1

I would like to easily load data in my HBase table. I thought using the ImportTsv tool would be ideal. With something like this :

hbase org.apache.hadoop.hbase.mapreduce.ImportTsv '-Dimporttsv.separator=;' -Dimporttsv.columns=HBASE_ROW_KEY,f:i tab import.tsv

I want values in the column "f:i" to be stored as bytes (hex) NOT as strings. Because direct consequence is that I am unable to query that column with filters needing to make integers comparisons.

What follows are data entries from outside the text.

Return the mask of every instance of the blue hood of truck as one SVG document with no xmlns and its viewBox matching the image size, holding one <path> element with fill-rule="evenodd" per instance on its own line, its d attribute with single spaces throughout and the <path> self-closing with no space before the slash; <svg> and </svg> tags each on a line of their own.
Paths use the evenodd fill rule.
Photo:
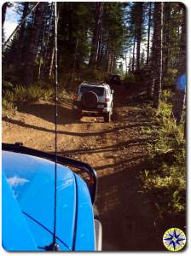
<svg viewBox="0 0 191 256">
<path fill-rule="evenodd" d="M 3 151 L 2 183 L 3 247 L 8 251 L 44 250 L 53 237 L 55 163 Z M 60 250 L 95 250 L 94 217 L 87 185 L 59 164 L 56 217 Z"/>
</svg>

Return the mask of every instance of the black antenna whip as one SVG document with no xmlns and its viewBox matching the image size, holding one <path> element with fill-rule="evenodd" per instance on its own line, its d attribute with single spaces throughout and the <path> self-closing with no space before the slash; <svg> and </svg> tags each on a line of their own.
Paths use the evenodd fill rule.
<svg viewBox="0 0 191 256">
<path fill-rule="evenodd" d="M 57 3 L 55 2 L 55 221 L 53 231 L 53 245 L 57 248 L 56 244 L 56 186 L 57 186 L 57 117 L 58 117 L 58 46 L 57 46 Z"/>
<path fill-rule="evenodd" d="M 57 205 L 57 117 L 58 117 L 58 58 L 57 58 L 57 3 L 55 2 L 55 212 L 54 212 L 54 230 L 53 241 L 49 246 L 46 246 L 47 251 L 59 251 L 59 246 L 56 243 L 56 205 Z"/>
</svg>

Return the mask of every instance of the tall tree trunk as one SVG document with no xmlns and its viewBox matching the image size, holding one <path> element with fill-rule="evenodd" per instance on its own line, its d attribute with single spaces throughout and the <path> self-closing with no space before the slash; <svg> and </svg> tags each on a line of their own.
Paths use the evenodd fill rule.
<svg viewBox="0 0 191 256">
<path fill-rule="evenodd" d="M 136 50 L 136 38 L 133 42 L 133 56 L 132 56 L 132 73 L 135 71 L 135 50 Z"/>
<path fill-rule="evenodd" d="M 34 63 L 35 56 L 38 50 L 38 44 L 39 39 L 39 33 L 42 26 L 43 12 L 45 3 L 40 3 L 37 6 L 34 16 L 33 27 L 31 32 L 31 43 L 28 47 L 28 53 L 26 56 L 26 67 L 25 72 L 25 84 L 29 85 L 34 81 Z"/>
<path fill-rule="evenodd" d="M 92 43 L 91 43 L 90 57 L 89 61 L 89 66 L 93 68 L 96 67 L 96 61 L 97 61 L 102 13 L 103 13 L 103 3 L 98 2 L 96 3 L 94 33 L 93 33 Z"/>
<path fill-rule="evenodd" d="M 150 54 L 150 32 L 151 32 L 151 12 L 152 12 L 152 3 L 149 3 L 149 12 L 148 12 L 148 50 L 147 50 L 147 66 L 149 61 L 149 54 Z"/>
<path fill-rule="evenodd" d="M 140 69 L 140 51 L 142 33 L 142 4 L 137 2 L 136 69 Z"/>
<path fill-rule="evenodd" d="M 153 16 L 153 108 L 159 108 L 161 98 L 163 3 L 154 3 Z"/>
<path fill-rule="evenodd" d="M 49 80 L 51 79 L 51 76 L 52 76 L 54 59 L 55 59 L 55 45 L 52 48 L 52 53 L 51 53 L 51 56 L 50 56 L 50 63 L 49 63 Z"/>
<path fill-rule="evenodd" d="M 171 3 L 164 3 L 163 78 L 168 74 L 170 47 Z"/>
<path fill-rule="evenodd" d="M 9 3 L 6 2 L 2 6 L 2 44 L 4 44 L 4 22 L 6 17 L 7 8 L 9 6 Z"/>
<path fill-rule="evenodd" d="M 27 14 L 28 14 L 28 9 L 29 9 L 29 3 L 25 2 L 23 6 L 23 11 L 22 11 L 22 18 L 21 20 L 23 20 Z M 25 20 L 22 25 L 20 26 L 20 31 L 19 31 L 19 60 L 18 63 L 20 63 L 20 66 L 22 67 L 22 62 L 24 61 L 25 55 L 26 53 L 23 50 L 23 46 L 24 46 L 24 34 L 25 34 L 25 29 L 26 29 L 26 22 Z"/>
<path fill-rule="evenodd" d="M 186 60 L 186 9 L 182 6 L 182 35 L 181 35 L 181 45 L 180 45 L 180 54 L 178 61 L 178 79 L 175 93 L 175 100 L 173 106 L 173 114 L 177 125 L 179 125 L 182 119 L 183 108 L 185 105 L 186 97 L 186 72 L 187 72 L 187 60 Z M 182 84 L 180 84 L 180 80 L 182 80 Z M 181 85 L 181 86 L 180 86 Z"/>
</svg>

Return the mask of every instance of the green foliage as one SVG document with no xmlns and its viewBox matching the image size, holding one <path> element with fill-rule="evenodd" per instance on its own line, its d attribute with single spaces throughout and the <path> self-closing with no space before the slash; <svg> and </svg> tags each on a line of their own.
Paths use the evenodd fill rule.
<svg viewBox="0 0 191 256">
<path fill-rule="evenodd" d="M 49 101 L 54 96 L 54 89 L 42 87 L 40 85 L 16 85 L 4 82 L 3 87 L 3 110 L 14 109 L 23 103 Z"/>
<path fill-rule="evenodd" d="M 154 193 L 163 212 L 185 211 L 186 142 L 183 126 L 177 126 L 171 117 L 170 91 L 163 93 L 161 108 L 150 111 L 154 125 L 146 133 L 154 139 L 148 145 L 148 168 L 142 173 L 144 189 Z"/>
</svg>

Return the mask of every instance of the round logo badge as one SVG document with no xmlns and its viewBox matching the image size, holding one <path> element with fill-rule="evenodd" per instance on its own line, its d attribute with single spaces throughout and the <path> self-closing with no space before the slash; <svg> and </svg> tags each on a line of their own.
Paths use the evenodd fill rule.
<svg viewBox="0 0 191 256">
<path fill-rule="evenodd" d="M 177 252 L 185 246 L 186 236 L 180 229 L 171 228 L 164 234 L 163 243 L 169 251 Z"/>
</svg>

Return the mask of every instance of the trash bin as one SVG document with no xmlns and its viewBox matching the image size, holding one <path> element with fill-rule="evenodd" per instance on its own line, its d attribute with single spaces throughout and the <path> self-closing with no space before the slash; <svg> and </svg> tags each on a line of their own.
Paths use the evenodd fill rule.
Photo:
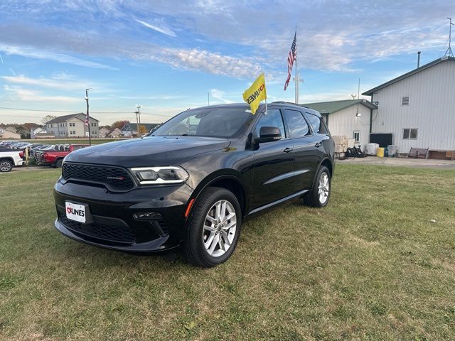
<svg viewBox="0 0 455 341">
<path fill-rule="evenodd" d="M 367 144 L 367 154 L 368 155 L 376 155 L 376 151 L 379 148 L 379 144 Z"/>
<path fill-rule="evenodd" d="M 378 148 L 378 149 L 376 149 L 376 156 L 378 156 L 380 158 L 383 158 L 384 157 L 384 148 Z"/>
<path fill-rule="evenodd" d="M 397 146 L 391 144 L 387 146 L 387 148 L 389 151 L 389 158 L 395 158 L 397 156 L 397 151 L 398 150 Z"/>
</svg>

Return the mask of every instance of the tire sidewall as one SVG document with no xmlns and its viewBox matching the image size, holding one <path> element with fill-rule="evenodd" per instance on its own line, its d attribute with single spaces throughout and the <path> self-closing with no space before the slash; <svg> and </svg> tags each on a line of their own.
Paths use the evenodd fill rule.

1 - If I use put in the shell :

p = Put.new(Bytes.toBytes('r1'))
p.add(bytes('f'), Bytes.toBytes('i'), Bytes.toBytes(10));
tab.put(p)

I get :

r1  column=f:i, timestamp=1398519413393, value=\x00\x00\x00\x00\x00\x00\x00\x0A

2 - If I use the ImportTsv tool I get :

r1  column=f:i, timestamp=1398519413393, value=10

But in this case my scans with the following filter (as an example) won't work anymore :

f = SingleColumnValueFilter.new(
  Bytes.toBytes('f'),
  Bytes.toBytes('i'),
  CompareFilter::CompareOp::LESS_OR_EQUAL,
  BinaryComparator.new(Bytes.toBytes(70))
)

So basically, is there a simple way to fine tune ImportTsv tool so that it stores the numbers like in the first case ?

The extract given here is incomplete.